General News of Sunday, 23 June 2013

Source: XYZ

My release from prison was a miracle - Tsatsu

Former Chief Executive Officer of the Ghana National Petroleum Corporation (GNPC), Mr. Tsatsu Tsikata, who is now the Lead Counsel for the third respondent in the ongoing election petition case, says his life hung on a thin string the very day he was thrown into jail after he was found guilty of causing financial loss to the state in 2008.

He has therefore described his release as a "miracle".

On June 18 that year, an Accra Fast Track High Court presided over by Justice Henrietta Abban, sentenced Mr Tsikata to a 5-year jail term for willfully causing financial loss to the state and misapplying public funds.

He was sentenced on each count, to run concurrently.

The court found him guilty on all the counts of causing financial loss of about Gh¢230,000 to the state through a loan he, acting on behalf of the GNPC, guaranteed for Valley Farms Limited, a private cocoa producing company in 1991, and also for misapplying public funds.

Valley Farms contracted the loan from Caisse Centrale, now Agence Francaise de Development in 1991, but defaulted in payment thus, compelling GNPC, which acted as guarantors, to pay the loan in 1996 Tsikata pleaded not guilty to all the charges and was on bail.

According to the judge, it had been the prosecution's case that the law setting up the GNPC specified areas in which the Corporation could invest.

She was of the view that the processing of cocoa could not lead to the production of oil.

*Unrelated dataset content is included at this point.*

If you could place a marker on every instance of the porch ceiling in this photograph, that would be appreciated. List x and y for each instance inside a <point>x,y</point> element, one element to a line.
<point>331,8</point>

She pointed out that the prosecution had proved their case beyond reasonable doubt that Tsikata was culpable for the offences he had been charged with.

The case started in 2002 and at a point in time, the Supreme Court ruled that the Fast Track Court trying the case was unconstitutional. This was after Tsikata had challenged its constitutionality. The decision was however, overturned later in a judicial review.

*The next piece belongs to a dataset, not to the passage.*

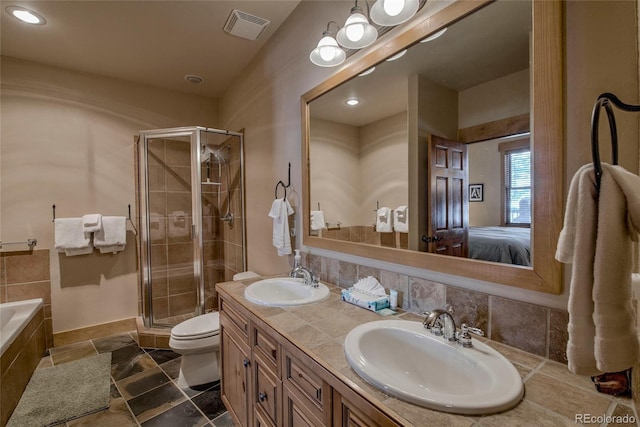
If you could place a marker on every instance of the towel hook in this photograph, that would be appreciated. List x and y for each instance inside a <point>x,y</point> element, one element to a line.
<point>605,100</point>
<point>284,186</point>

Exactly five years on, Mr. Tsatsu Tsikata has written in a reflective piece titled: “Five years on – His mercies never fail”, that his release from the Nsawam prison after serving less than six months of his five year sentence, was a “miracle”.

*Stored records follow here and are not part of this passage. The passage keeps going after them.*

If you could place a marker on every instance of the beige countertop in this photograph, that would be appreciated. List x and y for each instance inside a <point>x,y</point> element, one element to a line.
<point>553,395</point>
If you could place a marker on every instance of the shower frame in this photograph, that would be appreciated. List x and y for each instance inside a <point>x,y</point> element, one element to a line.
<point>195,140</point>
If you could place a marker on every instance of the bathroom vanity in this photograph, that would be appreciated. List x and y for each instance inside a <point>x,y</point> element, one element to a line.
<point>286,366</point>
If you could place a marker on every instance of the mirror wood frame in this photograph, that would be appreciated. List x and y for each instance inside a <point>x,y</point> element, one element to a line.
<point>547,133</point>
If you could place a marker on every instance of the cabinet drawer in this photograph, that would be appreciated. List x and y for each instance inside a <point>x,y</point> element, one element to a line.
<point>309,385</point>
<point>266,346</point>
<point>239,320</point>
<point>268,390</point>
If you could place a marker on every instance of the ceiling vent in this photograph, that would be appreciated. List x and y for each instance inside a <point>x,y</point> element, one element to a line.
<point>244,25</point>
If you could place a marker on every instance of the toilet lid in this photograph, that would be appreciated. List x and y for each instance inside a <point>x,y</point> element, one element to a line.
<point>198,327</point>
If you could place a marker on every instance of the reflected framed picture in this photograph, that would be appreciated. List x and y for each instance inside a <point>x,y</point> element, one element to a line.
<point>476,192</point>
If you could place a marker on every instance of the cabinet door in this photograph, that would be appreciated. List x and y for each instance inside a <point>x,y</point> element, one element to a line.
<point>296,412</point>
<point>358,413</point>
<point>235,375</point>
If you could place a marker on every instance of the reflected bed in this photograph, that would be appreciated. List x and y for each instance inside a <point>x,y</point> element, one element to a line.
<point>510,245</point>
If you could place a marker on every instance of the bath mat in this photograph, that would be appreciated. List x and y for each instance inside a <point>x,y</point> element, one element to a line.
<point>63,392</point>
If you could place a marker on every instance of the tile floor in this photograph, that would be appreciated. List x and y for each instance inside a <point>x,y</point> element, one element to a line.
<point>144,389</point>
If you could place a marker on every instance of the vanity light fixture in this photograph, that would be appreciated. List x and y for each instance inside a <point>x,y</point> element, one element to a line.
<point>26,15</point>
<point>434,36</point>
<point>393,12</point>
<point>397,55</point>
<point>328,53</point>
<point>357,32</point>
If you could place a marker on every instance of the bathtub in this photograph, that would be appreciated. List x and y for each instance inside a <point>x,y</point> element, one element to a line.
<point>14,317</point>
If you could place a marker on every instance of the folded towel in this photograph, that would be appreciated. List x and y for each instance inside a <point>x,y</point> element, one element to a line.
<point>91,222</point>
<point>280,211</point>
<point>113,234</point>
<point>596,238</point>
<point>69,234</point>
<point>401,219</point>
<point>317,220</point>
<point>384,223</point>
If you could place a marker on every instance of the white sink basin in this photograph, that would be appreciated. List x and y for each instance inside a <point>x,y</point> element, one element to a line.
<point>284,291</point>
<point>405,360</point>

He wrote: “Five years ago, on June 18, 2008, a judge, without any advance indication that she was going to deliver judgment, pronounced a sentence of five years imprisonment on me. I was taken that afternoon to the Nsawam Medium Security Prison to begin serving my sentence. Within five months of that day, however, I was out of prison and alive in circumstances that were nothing short of a miracle”.

He said: “I continue to thank God for that miracle. The night of November 15, 2008, after the doors of the cell which I shared with 10 others had been locked, I had an asthmatic attack, probably the worst in my life –I have been asthmatic from about age four. I could hardly breathe”.

“In that state it was not possible to lie down to sleep. I sat on a chair by my bed, breaking out into a sweat. The cell leader, Yaw, and one other cellmate, noticed there was something wrong. Each wanted to help. Could they fan me, for instance, seeing me sweating? Could they help in any way? I told them I would be okay. I was conscious that my condition would rather be worsened by any whipping up of alarm and anxiety around me. Only the grace of God kept me through those hours of the night of Saturday, November 15, 2008”.